One thing was certain about the mercurial Coletti: he had an unswerving faith in the value of high performance. And after almost single-handedly rescuing the Ford Mustang from discontinuation via a covert, renegade program, Coletti had ridden his notoriety into his own throne within Ford – as head of the elite Special Vehicle Team.

But in late 2000, Coletti stretched the boundaries of his own legend when he cancelled the division’s anticipated 2002 Mustang Cobra, disrupting marketing plans and enraging SVT’s network of exclusive dealers.

The tale begins with the September, 2000 SVT “Western Drive,” an opportunity for team members to evaluate prototypes nearing production on the deserted highways of the wide open spaces. On this tour of the West, interest was high in the 2002 Cobra prototype. After all, Cobra engineering had been brought fully in house under the auspices of SVT for the first time since 1995. Coletti was anxious to sample the results of his team’s labors.

When Coletti dumped the throttle, what did he find? The naturally-aspirated 2002 prototype could barely beat the 2001 model, and even the little SVT Ford Focus prototype dogged the flagship model. This crisis led to what Cobra program supervisor Tom Bochenek refers to as “the gas station performance review.” Simply put, Coletti was appalled.

“We stopped at a gas stop,” remembers Cobra team manager Primo Goffi. “Everybody’s waiting for everybody else to go through, and on the side of the gas station people are just hanging out, getting a drink of water or what have you. John’s just got that mist in his face like he’s ready to erupt – everybody’s talking and he’s ready to come unglued. He said, ‘You know, guys, I’m going to go into this store and see if they sell any Alpo. And I’m going to buy a six-pack and throw it in the back seat of this thing because it’s a dog. And I’m not going to associate myself with this thing because it is a dog.’”

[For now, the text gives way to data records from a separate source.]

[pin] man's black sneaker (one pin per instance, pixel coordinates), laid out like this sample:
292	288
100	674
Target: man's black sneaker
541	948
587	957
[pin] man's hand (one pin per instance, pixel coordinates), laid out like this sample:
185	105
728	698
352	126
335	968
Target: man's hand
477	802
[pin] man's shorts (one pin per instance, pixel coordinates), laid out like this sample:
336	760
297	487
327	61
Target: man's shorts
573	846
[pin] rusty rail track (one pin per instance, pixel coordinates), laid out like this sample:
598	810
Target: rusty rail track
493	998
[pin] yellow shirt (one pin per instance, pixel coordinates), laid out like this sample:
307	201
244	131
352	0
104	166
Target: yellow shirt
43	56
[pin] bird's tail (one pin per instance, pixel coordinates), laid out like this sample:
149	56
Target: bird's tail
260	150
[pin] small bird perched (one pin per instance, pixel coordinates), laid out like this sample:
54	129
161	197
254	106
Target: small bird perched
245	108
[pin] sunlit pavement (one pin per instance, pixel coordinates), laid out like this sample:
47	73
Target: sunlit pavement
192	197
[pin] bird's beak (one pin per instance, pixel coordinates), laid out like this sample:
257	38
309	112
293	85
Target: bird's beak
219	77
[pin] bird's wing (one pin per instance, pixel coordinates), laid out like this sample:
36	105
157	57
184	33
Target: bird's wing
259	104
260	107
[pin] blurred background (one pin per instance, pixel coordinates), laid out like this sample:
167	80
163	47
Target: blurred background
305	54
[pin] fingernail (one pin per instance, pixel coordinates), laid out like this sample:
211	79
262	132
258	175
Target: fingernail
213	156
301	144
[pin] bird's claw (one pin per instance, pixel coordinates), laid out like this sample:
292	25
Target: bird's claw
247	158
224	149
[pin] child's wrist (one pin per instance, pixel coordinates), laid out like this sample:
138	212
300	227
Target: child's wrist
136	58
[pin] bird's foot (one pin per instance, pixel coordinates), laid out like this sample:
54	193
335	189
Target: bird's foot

By Coletti’s decree, everything changed, and the end result was the 2003 SVT Mustang Cobra, code name: Terminator. The account of how SVT raised the Mustang Cobra’s horsepower and handling to new levels while working within Ford’s traditional auto industry production and assembly facilities is a tale for the ages among fans of muscle cars from any era. And the story of Coletti’s determination to bring to the market this supercharged, 400-horsepower beast - one that can still glide nimbly through high-speed turns - symbolizes the fast-disappearing era of the muscle car men, auto executives who worshiped horsepower and revered the glory days of the 1960s.

The story of the creation of the 2003 Cobra is one of closely-guarded secrets and daunting challenges as a small, elite team struggled to create a car that will long stand as an icon of American muscle. With interviews ranging from company chairman Bill Ford to the assembly line workers of the historic-yet-antiquated Dearborn Assembly Plant, IRON FIST, LEAD FOOT takes readers behind the scenes of this breakneck program and brings them face-to-face with the towering presence of an auto industry legend, John Coletti.

You can buy the book at www.ironfistleadfoot.com

12-01-2006, 09:33 AM
that looks like it should be a good book.